Siento el peso de las bolas empujando y tirando dentro de mí, y me siento terriblemente excitada, mareada. Christian se inclina detrás de mí y me besa en el hombro.

—Compré esto para que los llevaras en la gala del sábado pasado. —Me rodea con su brazo y extiende la mano. En la palma hay una cajita roja con la palabra «Cartier» impresa en la tapa—. Pero me dejaste, así que nunca tuve ocasión de dártelo.

¡Oh!

—Esta es mi segunda oportunidad —musita nervioso, con la voz preñada de una emoción desconocida.

Cojo la caja y la abro, vacilante. Dentro resplandece un par de largos pendientes. Cada uno tiene cuatro diamantes, uno en la base, luego un fino hilo, y después tres diamantes perfectamente espaciados. Son preciosos, simples y clásicos. Los que yo misma habría escogido si alguna vez tuviera la oportunidad de comprar en Cartier.

—Son maravillosos —musito, y los adoro porque son los pendientes que nos dan una segunda oportunidad—. Gracias.

El cuerpo de Christian, pegado al mío, se destensa, se relaja, y vuelve a besarme en el hombro.

—¿Te pondrás el vestido de satén plateado? —pregunta.

—Sí. ¿Te parece bien?

—Claro. Te dejo para que te arregles.

Y se encamina hacia la puerta sin mirar atrás.

* * *

He entrado en un universo alternativo.

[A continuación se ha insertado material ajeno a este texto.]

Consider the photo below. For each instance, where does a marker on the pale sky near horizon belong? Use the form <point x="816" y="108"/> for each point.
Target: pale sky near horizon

La joven que me devuelve la mirada desde el espejo parece digna de la alfombra roja. Su vestido de satén plateado, sin tirantes y largo hasta los pies, es sencillamente espectacular. Puede que yo misma escriba a Caroline Acton. Es entallado y realza las escasas curvas que tengo.

Mi pelo, suelto en delicadas ondas alrededor de la cara, cae por encima de mis hombros hasta los senos. Me lo recojo por detrás de la oreja para enseñar los pendientes de nuestra segunda oportunidad. Me he maquillado lo mínimo: lápiz de ojos, rímel, un toque de colorete y pintalabios rosa pálido.

La verdad es que no necesito el colorete. El constante movimiento de las bolas de plata me provoca un leve rubor. Sí, son la garantía de que esta noche tendré color en las mejillas. Meneo la cabeza pensando en las audaces ocurrencias eróticas de Christian, me inclino para recoger el chal de satén y el bolso de mano plateado, y voy a buscar a mi Cincuenta Sombras.

Está en el pasillo, hablando con Taylor y otros tres hombres, de espaldas a mí. Las expresiones de sorpresa y admiración de estos alertan a Christian de mi presencia. Se da la vuelta mientras yo me quedo ahí plantada, esperando incómoda.